Lágrimas freneticamente emergiam dos meus olhos, nos quais os mesmos ardiam de modo incessante à medida que as recordações se sucediam. Eu, porém, não conseguia chorar. Por mais que fosse isso o que eu ansiava, as lagrimas não desciam. Após longas respirações, desviei a atenção do sapato e notei que Bayley, Bear e Beanie fitavam-me com o que só pude interpretar como preocupação.

Relutante, larguei o sapato no chão e gesticulei para que os cães se aproximassem. Os dois — menos Beanie — correm para mim com suas línguas para fora e rabos abananando alegremente. Esfreguei atrás das orelhas de Bear, e Bayle logo empurrou o companheiro, exigindo minha atenção. Beanie, entretanto, ainda mantinha distância de mim e dos seus amiguinhos, encarando-me receosa.

— Ei, garota! — Chamei batendo as palmas das mãos nas coxas; o som amortecido pelo jeans que abraçavam as mesmas — Lembra de mim? Sou eu, seu dono rabugento, mas que te ama muito apesar de você ter tentado arrancar a metade da mão dele fora... — suspirei — Não vai me dar um abraço de desculpas?

Sem hesitar mais, Beanie se jogou nos braços abertos à sua frente, fazendo-me tombar para trás. Aspirei profundamente o cheiro agradável de seu pelo, enquanto ela acariciava-me com seu focinho, para tão logo lamber meu rosto numa tentativa de tergiversar-se. Os outros não demoraram muito pra se juntarem a ela, salivando coletivamente sobre meu rosto.

— Tá legal... Tá legal — balbuciei tentando afastar aquelas línguas avidas da minha cara — Já chega!

Endireitei-me passado a mão por toda a extensão da minha bochecha, sentindo-a gosmenta sob meus dedos e focei novamente o scarpin azul ao meu lado. Sem preâmbulos, os acontecimentos da noite passada vieram á tona, me transportando novamente para aquele meu universo particular de dor e lembranças.

— ... você viu o que fez Edward?! — Gritara Jasper assim adentramos a sala onde eram realizadas as reuniões, que, naquele momento, estava inexplicavelmente vazia — Você pressionou tanto a garota que ela teve um ataque epilético bem na sua frente. Seu maldito, como pôde ver o corpo dela convulsionando e continuar bombardeando-a com perguntas impertinentes?

Ele estava vermelho. Como um tomate. Sua raiva era ao mesmo tempo cômica e desnecessária. Percebi que apenas alguns centímetros nos reparavam e senti os cantos de minha boca contorcerem-se ligeiramente tentando esconder um sorriso ao notar como ele respirava com dificuldade, cerrando os punhos ao lado do corpo, rangendo os dentes e dirigindo-me um longo e lendo olhar — advertindo-me talvez de suas intenções nada pacificadas e racionais e certamente tentando controlar o desejo de lançar-se contra mim e socar-me até saciar sua ira momentânea.

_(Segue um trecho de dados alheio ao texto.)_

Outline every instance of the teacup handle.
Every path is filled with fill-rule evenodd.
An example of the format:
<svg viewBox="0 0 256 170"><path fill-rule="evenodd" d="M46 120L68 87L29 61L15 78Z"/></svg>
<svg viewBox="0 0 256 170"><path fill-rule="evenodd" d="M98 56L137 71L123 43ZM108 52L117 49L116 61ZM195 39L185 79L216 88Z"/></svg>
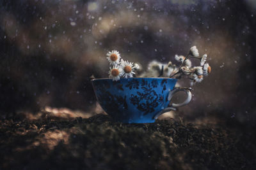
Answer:
<svg viewBox="0 0 256 170"><path fill-rule="evenodd" d="M172 103L172 104L170 104L169 107L166 108L165 109L161 111L160 111L159 113L158 113L154 117L154 119L157 119L158 118L159 116L160 116L161 115L162 115L163 113L165 113L165 112L168 112L170 111L171 110L176 110L176 108L178 107L180 107L182 106L184 106L187 104L188 104L190 101L192 99L192 94L191 92L191 90L192 90L192 89L191 87L188 88L188 87L176 87L174 89L174 90L170 91L169 92L169 95L168 95L168 101L171 101L172 97L174 96L174 94L179 91L183 91L185 92L186 94L187 94L187 98L186 99L186 100L181 103L178 103L178 104L175 104L175 103Z"/></svg>

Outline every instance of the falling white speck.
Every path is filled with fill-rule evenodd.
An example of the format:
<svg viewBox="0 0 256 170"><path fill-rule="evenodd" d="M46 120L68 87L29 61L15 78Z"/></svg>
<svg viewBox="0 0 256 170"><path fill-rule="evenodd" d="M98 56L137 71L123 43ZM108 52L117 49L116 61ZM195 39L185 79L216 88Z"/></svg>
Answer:
<svg viewBox="0 0 256 170"><path fill-rule="evenodd" d="M71 26L76 26L76 23L74 22L70 22L70 25L71 25Z"/></svg>

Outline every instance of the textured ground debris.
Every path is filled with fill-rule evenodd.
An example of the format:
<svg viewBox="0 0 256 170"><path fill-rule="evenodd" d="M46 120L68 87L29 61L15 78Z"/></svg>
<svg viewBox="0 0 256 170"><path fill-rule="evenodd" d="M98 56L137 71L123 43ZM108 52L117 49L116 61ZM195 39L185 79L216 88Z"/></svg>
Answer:
<svg viewBox="0 0 256 170"><path fill-rule="evenodd" d="M100 114L0 123L0 169L239 169L255 166L255 145L245 143L243 136L173 119L124 124Z"/></svg>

Igualzinho como fazia quando eramos crianças, pensei tentando abafar a vontade de rir ao imaginar-nos, já adultos, rolando no chão como dois moleques briguentos que um dia fomos. Mas então percebi que nada havia de engraçado na situação.

— Eu estava progredindo com a menina White. Um trabalho árduo de meses ganhando sua confiança, descobrindo pontos importantes para o prognóstico da garota, dando passos progressivos para sua recuperação... Mas tudo vai por água abaixo quando o Sr. Não me toquem, não preciso da sua piedade nem da sua falsa preocupação, se acha no direito de transferir suas frustrações pessoais nos meus pacientes.

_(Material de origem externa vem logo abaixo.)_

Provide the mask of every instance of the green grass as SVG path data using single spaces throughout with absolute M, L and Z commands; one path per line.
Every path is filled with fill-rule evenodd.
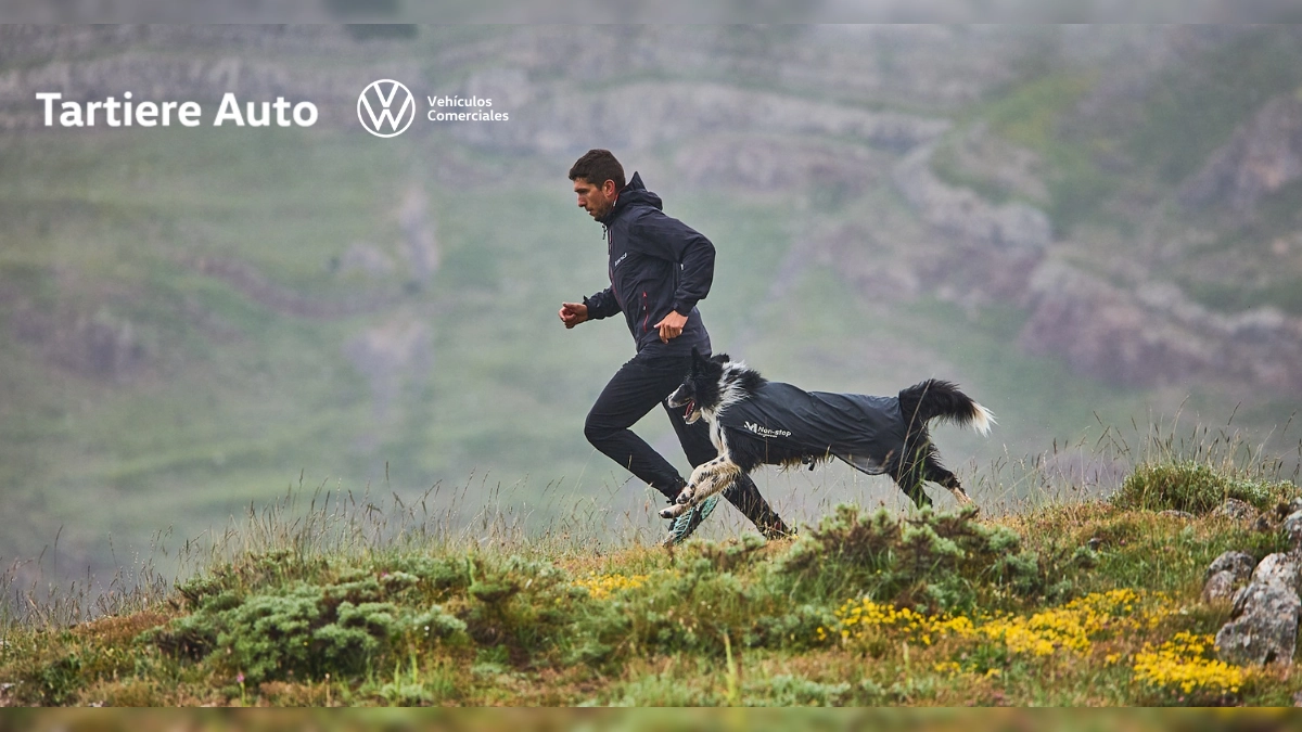
M 1200 495 L 1258 479 L 1267 530 L 1124 490 L 987 520 L 845 505 L 793 541 L 667 552 L 594 544 L 582 524 L 495 524 L 486 543 L 423 501 L 299 494 L 186 547 L 174 584 L 150 567 L 124 578 L 94 620 L 85 587 L 4 616 L 0 677 L 10 702 L 42 705 L 1286 702 L 1285 667 L 1170 679 L 1213 658 L 1181 638 L 1229 613 L 1199 599 L 1207 564 L 1285 551 L 1273 508 L 1297 486 L 1152 457 L 1134 481 L 1169 469 L 1170 490 Z M 1185 650 L 1143 666 L 1159 647 Z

— A culpa não é minha se Carlisle não te acha capaz de cuidar dos seus próprios pacientes — murmurei, enfatizando as mesmas palavras que ele.

Seu lábio superior elevou-se com aversão.

— Você foi negligente, Edward, e sabe disso — disse entre dentes — Ok... Sei que seus métodos de persuasão não são nada gentis e que você intimida os internos como o inferno. Mas provocar a garota daquela forma e não prestar socorro? Além de ser uma atitude antiética, é desumano. — Jasper balançou a cabeça. Seu controle parecia estar à beira de um precipício, oscilando precariamente. Era assim. Eu podia saber o que ele estava sentindo só em olhá-lo. E então, de forma inexplicável, esboçou um sorriso cheio de reprovação. — Sabe, às vezes eu me pergunto por que você deixou ela fazer isso com você.

— Não sei do quê você está falando — Cruzei os braços sobre o peito e então rapidamente descruzei-os logo que notei minha postura defensiva. Sabia muito bem a quem ele se referia.

— Rosalie, seu idiota! Só você não vê o que ela fez com você... Eu nem te reconheço mais! Quando cruzo com você pelos corredores, eu não se se vejo meu irmão ou um cadáver — Passou as mãos por seus cabelos, deixando-os em desalinho, como se buscasse entre os fios os últimos vestígios de sua sanidade. Não funcionou. — Porra! Quando você vai superar essa merda toda e seguir em frente? Quando você vai parar de existir e voltar a viver? Por que foi isso o que aquela vadia fez, Edward, tirou sua vontade de viver. Inferno, não aguento mais olhar na sua cara e ver o ser inóspito e sem sentimentos que ela te transformou.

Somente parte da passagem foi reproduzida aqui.